Oni zawodzą na całej linii. Ich czas dobiegł końca?
Portal WP SportoweFakty przygląda się zawodnikom, którzy nie grają na swoim optymalnym poziomie i nie są wsparciem dla drużyny. Zastanawiamy się, czy warto dać im szansę, czy może czas ich pożegnać i poszukać w ich miejsce nowych koszykarzy.

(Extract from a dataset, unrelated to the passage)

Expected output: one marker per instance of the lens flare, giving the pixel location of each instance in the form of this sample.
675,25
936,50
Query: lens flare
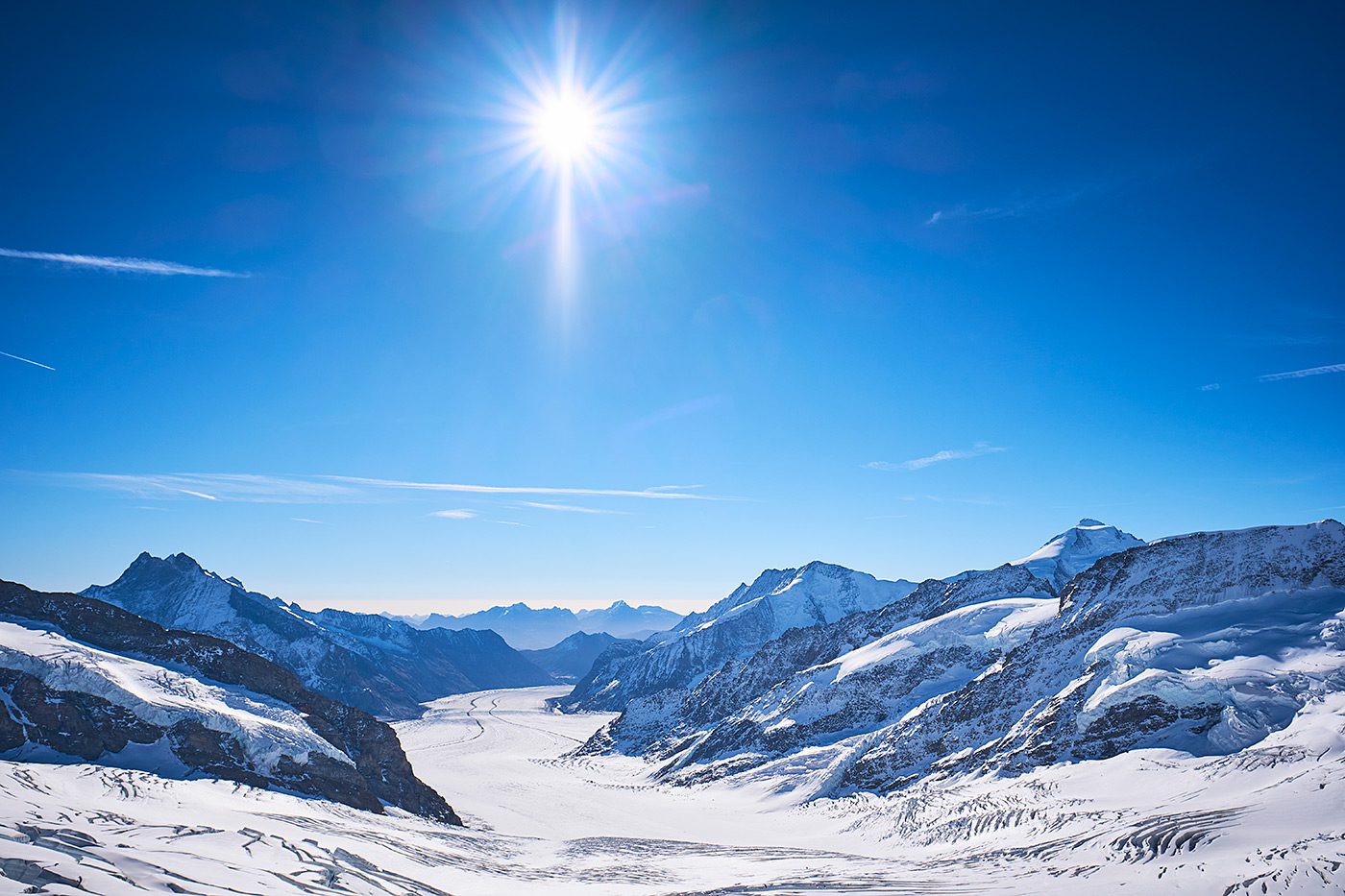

Michael Fraser (Polfarmex Kutno)
Rozpoczynamy od kanadyjskiego środkowego Polfarmeksu Kutno, który w zeszłym sezonie był objawieniem PLK. Razem z Kevinem Johnsonem tworzył świetny duet podkoszowy. W wakacje przedstawiciele klubu za wszelką cenę chcieli go pozostawić w drużynie. Zaoferowano mu spore pieniądze w kontrakcie, co z perspektywy czasu wydaje się być błędną decyzją. Fraser to gracz silny, lubiący przepychać się w "pomalowanym", ale z małym wachlarzem manewrów. Kanadyjczykowi trzeba dograć piłkę praktycznie pod sam kosz, by liczyć na skuteczną akcję. W obliczu problemów Polfarmeksu nie jest to zawodnik, który zmieni oblicze drużyny.